KmerFinder 3.1 and SeroTypeFinder 2.0 were used to determine organism identification and serotypes, respectively, for the STEC isolates (12, 13). In addition, multilocus sequencing types (MLSTs) were determined using MLST 2.0 (Table 1) (14).

The average genome size of the sequenced isolates was 5,374,679 bp, with a range of 5,016,338 to 5,567,883 bp. The average GC content was 50.5%, with a range of 50.37% to 50.64%. The average number of contigs was 253, with a low of 112 contigs and a high of 348 contigs. The highest N50 value was 311,454 bp, while the lowest N50 value was 82,954 bp, with the average being 136,163 bp.

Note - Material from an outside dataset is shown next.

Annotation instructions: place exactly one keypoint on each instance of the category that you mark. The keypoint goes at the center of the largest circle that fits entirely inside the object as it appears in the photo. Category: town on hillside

The data presented in this study will provide the genetic basis for a more detailed analysis of virulence factors, antimicrobial resistance determinants, and phylogenetic relatedness among these strains.

Data availability.

PRJNA527109 is the BioProject number for these genomic sequences at NCBI. The numbers of contigs, N50 values, serotypes, MLSTs, total number of reads generated for each isolate, genome coverage, GenBank accession numbers, and Sequence Read Archive (SRA) accession numbers are provided in Table 1.